You say Tom-ay-to, I say Tom-ah-to

Its time to pick the last of the tomatoes off the vine.  Soup and sauce and pico salad are going to be on many tables this week.  It is the heirloom tomato that I like to use in my recipes.  Rich tomato soup that coats your tongue with sweet tomato and spice.  Tomato sauce over pasta with an earthy taste and velvety feel as it slides down your throat with plump pasta noodles.  I have included a link to a video by Vanity Fair that pokes fun at the culture that has come to surround heirloom tomatoes.  A cute video that will put a smile on your face and give you a brief look at heirloom tomatoes to develop an understanding of these tasty tomatoes.

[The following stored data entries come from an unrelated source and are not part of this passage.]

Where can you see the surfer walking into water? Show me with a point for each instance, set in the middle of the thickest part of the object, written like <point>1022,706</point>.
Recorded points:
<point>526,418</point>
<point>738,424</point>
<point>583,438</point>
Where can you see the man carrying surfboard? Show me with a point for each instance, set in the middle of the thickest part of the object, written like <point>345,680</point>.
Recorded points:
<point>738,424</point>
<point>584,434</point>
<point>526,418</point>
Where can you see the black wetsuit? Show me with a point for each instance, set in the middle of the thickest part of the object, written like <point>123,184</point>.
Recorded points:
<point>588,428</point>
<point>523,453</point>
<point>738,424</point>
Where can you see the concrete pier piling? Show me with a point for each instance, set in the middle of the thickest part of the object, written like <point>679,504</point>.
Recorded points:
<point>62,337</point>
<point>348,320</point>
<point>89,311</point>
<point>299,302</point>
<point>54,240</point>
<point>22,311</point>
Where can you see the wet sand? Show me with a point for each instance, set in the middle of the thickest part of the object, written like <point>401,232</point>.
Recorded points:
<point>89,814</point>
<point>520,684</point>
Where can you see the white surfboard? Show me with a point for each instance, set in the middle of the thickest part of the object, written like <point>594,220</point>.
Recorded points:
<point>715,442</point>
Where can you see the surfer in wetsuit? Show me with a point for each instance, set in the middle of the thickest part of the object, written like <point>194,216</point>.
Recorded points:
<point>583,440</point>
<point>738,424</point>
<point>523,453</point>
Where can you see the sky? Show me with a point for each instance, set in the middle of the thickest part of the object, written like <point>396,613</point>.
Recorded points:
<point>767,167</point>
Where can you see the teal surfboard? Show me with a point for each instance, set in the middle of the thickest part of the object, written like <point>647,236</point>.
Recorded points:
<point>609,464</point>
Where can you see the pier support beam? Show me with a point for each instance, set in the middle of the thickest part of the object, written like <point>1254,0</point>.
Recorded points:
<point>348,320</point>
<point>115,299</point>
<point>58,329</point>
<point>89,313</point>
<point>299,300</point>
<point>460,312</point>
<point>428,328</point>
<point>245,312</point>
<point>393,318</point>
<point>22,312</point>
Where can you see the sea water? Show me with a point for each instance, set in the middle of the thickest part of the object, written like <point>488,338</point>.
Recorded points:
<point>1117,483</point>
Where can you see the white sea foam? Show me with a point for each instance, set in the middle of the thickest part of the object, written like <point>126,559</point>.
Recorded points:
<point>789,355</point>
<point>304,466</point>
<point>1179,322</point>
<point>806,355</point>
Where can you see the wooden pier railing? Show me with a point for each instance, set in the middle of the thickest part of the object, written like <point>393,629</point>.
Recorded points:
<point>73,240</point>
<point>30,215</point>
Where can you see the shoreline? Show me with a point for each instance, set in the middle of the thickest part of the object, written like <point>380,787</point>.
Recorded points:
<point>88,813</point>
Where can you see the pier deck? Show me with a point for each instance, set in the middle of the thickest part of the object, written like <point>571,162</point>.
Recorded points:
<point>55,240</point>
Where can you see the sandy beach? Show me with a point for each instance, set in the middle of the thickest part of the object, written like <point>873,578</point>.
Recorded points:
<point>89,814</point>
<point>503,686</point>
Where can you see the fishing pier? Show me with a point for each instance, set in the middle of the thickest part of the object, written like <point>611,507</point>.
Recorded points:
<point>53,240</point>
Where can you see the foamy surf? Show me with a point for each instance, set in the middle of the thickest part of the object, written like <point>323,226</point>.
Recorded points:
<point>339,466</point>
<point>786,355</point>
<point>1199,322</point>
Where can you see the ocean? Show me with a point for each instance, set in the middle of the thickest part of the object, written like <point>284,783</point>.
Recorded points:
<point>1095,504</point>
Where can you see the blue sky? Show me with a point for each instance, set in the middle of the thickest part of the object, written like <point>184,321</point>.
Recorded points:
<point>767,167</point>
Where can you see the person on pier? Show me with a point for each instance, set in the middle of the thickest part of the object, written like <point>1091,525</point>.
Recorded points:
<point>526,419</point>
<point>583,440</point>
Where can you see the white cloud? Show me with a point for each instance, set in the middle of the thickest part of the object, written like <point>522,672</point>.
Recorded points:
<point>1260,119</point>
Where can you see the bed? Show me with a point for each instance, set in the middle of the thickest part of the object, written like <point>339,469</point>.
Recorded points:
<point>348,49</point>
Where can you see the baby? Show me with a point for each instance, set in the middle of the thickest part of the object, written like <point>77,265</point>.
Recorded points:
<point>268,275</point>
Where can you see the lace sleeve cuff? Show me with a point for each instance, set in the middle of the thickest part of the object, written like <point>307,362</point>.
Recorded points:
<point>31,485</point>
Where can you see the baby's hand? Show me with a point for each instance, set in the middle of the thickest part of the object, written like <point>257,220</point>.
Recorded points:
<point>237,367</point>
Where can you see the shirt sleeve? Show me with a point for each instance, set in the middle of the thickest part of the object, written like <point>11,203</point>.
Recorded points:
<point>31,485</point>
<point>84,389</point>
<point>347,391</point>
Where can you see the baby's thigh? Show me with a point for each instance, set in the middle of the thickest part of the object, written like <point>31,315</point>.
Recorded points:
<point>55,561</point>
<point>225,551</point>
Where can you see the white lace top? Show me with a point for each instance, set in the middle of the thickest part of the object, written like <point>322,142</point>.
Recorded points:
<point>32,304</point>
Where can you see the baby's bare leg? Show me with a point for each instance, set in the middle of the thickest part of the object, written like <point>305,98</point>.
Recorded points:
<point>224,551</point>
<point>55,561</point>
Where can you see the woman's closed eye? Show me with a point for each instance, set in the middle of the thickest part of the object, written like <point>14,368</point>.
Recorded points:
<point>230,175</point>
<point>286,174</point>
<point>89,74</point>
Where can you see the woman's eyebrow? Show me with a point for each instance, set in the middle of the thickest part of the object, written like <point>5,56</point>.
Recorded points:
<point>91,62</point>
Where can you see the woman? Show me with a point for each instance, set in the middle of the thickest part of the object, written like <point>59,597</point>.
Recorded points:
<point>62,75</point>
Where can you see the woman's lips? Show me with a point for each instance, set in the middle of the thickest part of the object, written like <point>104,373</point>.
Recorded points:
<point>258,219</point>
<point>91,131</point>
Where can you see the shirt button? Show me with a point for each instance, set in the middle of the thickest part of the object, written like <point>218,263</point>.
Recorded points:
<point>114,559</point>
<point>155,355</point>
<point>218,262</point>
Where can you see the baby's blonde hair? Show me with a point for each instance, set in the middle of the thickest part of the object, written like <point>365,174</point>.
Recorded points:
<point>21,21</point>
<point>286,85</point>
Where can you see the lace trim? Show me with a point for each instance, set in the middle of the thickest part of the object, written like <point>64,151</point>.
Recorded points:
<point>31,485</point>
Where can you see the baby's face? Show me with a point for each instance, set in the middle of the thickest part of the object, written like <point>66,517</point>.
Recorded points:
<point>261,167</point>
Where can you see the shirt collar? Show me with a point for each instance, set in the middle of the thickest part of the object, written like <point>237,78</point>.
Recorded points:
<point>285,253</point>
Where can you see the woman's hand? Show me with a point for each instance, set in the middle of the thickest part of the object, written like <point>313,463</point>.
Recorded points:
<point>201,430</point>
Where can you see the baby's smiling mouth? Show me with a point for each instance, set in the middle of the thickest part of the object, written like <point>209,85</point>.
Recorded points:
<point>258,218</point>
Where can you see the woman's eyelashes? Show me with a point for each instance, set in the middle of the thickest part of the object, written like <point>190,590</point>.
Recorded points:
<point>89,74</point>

What makes an heirloom tomato different from a hybrid and what is all the craziness surrounding these varieties.  Easily defined, unlike modern hybrid varieties, an heirloom variety’s seeds have been passed down from gardener to gardener over the years.  The craze is due to the undeniable full flavor and variety of flavors.  So, the real reason to choose heirloom varieties is the taste.  Without one heirloom-tomato taste; you have wide ranges of flavors for the many heirloom-tomatoes.  They have a much more distinct flavor than that of the tomatoes at the grocery store.  Here are a couple of my favorites that keep me coming back for more.

Speckled roman: These playfully colored beauties have popped up at many farmers markets over the past few years.  Beautifully striped with orange and yellow that draws potential customers to the stand.  Great for sauce and a wonderful addition to any salad.

German: Large lobed, red and yellow streaked beefsteaks are beautiful when sliced.  Mottled red and yellow that looks like watercolor. A complex, fruity flavor make beautiful slices for sandwiches or a fresh tomato platter on a hot summer day.

Purple Cherokee: earthier, sweeter. fuller tasting than most varieties. They are be a reddish-purple color and produce large up to 2 pound tomatoes.  If you want to try an heirloom this should be your first.  Great as a sandwich on cracked wheat bread with pesto and paper thin slices of pecorino cheese. Simple and delicious.

Brandywine: To me the most famous of heirloom tomato, ‘Brandywine’ may have been the tomato to start the heirloom craze.  It produces large red 2 pound tomatoes.  SO good with olive oil and avocado.

Green zebra: distinct tennis-ball-size fruits are gold with bold green stripes. It is one of my favorites with great flavor and is often ranked as one of the top-tasting heirlooms.  Great in a caprese salad with Brandywine tomatoes.

Wapsipinicon peach: 2-inch bright yellow-gold color that have a slight fuzzy coating, ‘Wapsipinicon Peach’ tomato has a spicy sweet almost citrus flavor. Cultivated in the 1800s in Iowa.  Named after the Wapsipinicon River in Northeast Iowa.

Costoluto genovese: heat-loving, heirloom tomato that has been cultivated for many years along the Mediterranean. Large, deep-red,  deeply ridged, meaty, full-flavored, slightly tart, and delicious. With it’s scalloped edges, a striking stuffed tomato. Makes a rich and pungent pasta sauce.

Cannot wait until next years crop and new recipes for each lovely tomato.